💼 Professor and Dean, Graduate School of Analytical Science and Technology, Chungnam National University
🎓 Postdoctoral fellowship in Neuropharmacology and Forensic Science, King's College London (1990)
Dr Chung is a leading forensics expert and academic. Before assuming the role of Professor and Dean at Chungnam National University, she served as the first ever female Director General of the National Forensic Service, Korea. She previously held many top forensics posts in South Korea, such as Head of Department of Forensic Science, Director of Narcotics Analysis Division, and Director of Drug and Toxicology at the National Institute of Scientific Investigation.
In recognition of her outstanding work in the field of forensics, Dr Chung has been awarded a medal for distinguished service by the South Korean government, a medal for the excellence in forensic science from the Mongolian government, and the most outstanding female scientist award from the Ministry of Science and Technology. In 2014, Dr Chung was made an Honorary Commander of the most Excellent Order of the British Empire (CBE), in recognition of her long-standing efforts to strengthen UK-Korea relations, particularly in the fields of science and education.
My role in establishing a successful collaborative forensic science programme between the UK and South Korea gave a huge boost to my career and set me on the path to becoming the first female Director General of the National Forensic Service.
How do you feel your Chevening experience has influenced where you are now?
My Chevening experience provided me with the invaluable opportunity to widen my knowledge of forensic toxicology, and also to network with top forensic scientists. While studying in the UK, I visited the Metropolitan Police lab in London several times, and I was fascinated by their highly professional staff and wonderful facilities.
I felt inspired to promote further collaboration in forensic science between the UK and South Korea. Luckily, the British Council was also very much interested in pursuing this project and, upon my return to South Korea, a collaborative effort of forensic scientists from the two countries was established. My role in establishing this successful collaborative programme gave a huge boost to my career and set me on the path to becoming the first female director general of the National Forensic Service.
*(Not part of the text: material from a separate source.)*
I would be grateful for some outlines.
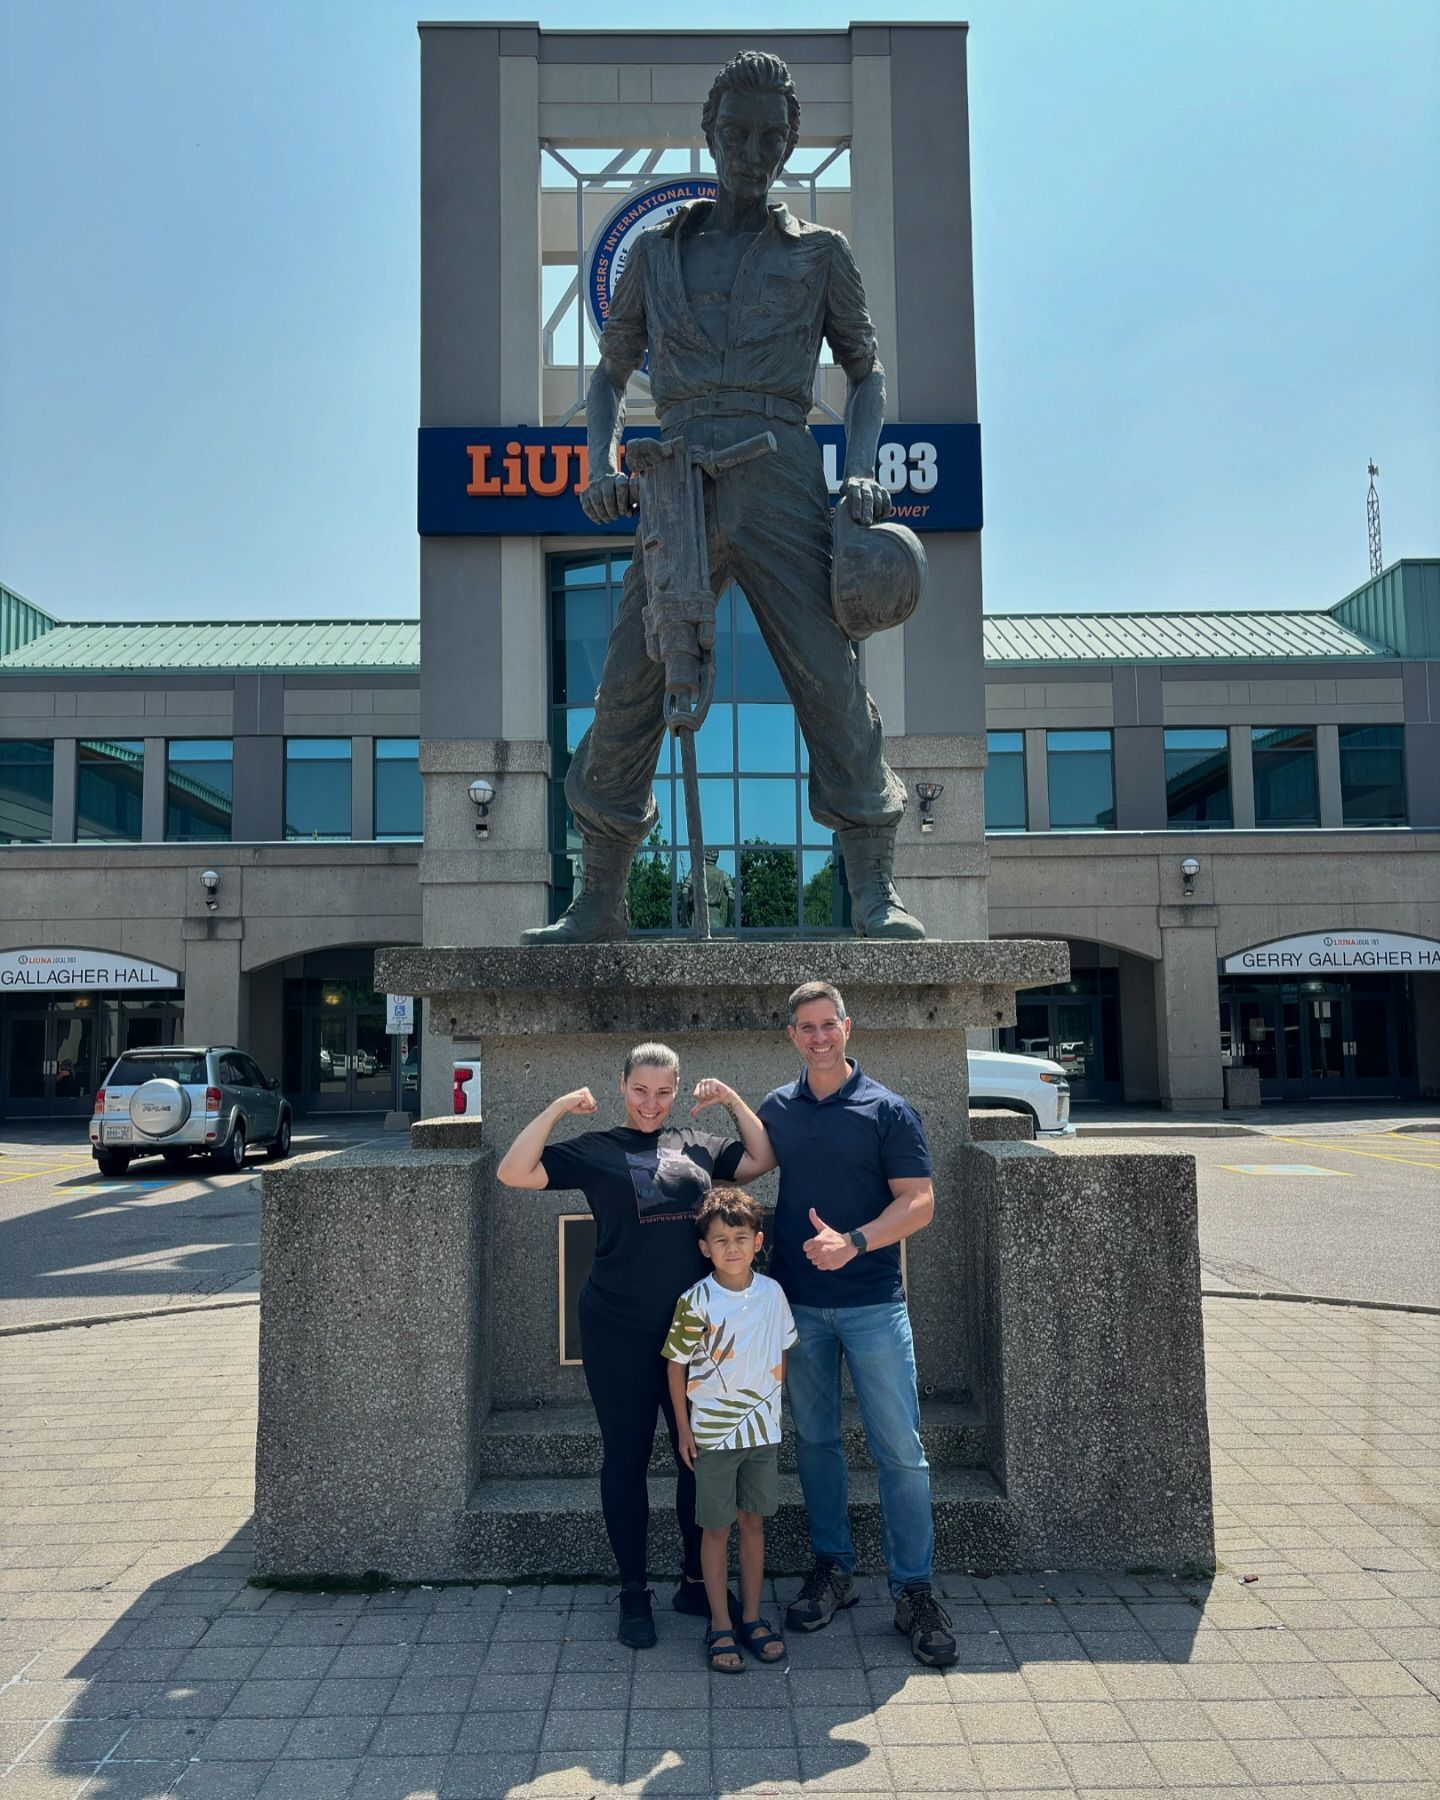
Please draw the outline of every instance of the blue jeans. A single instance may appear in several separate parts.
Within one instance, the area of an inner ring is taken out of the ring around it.
[[[840,1438],[840,1358],[850,1370],[865,1441],[880,1479],[880,1524],[890,1592],[929,1581],[935,1560],[930,1465],[920,1442],[915,1346],[910,1315],[884,1306],[796,1306],[799,1341],[785,1380],[795,1422],[795,1460],[810,1545],[817,1557],[853,1572],[848,1471]]]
What message would you share with the next generation of Chevening Scholars?
While studying in the UK, I would encourage Chevening Scholars to study hard, to make friends, and travel to many places. After returning to your home countries, it is very important to join your local Chevening Alumni group. Being an active member of the Chevening Alumni community is very attractive, not only because of opportunities for professional support, but because you will have a chance to meet interesting people from all walks of life, and to learn many things from their experience and expertise. It will enrich your life and strengthen your networks.
What is your favourite place in the UK?
Studying at King’s College, I really fell in love with London. Since I stayed in a dormitory near Paddington Station, I was very close to Hyde Park. I still remember the yellow daffodil flowers and green grass there.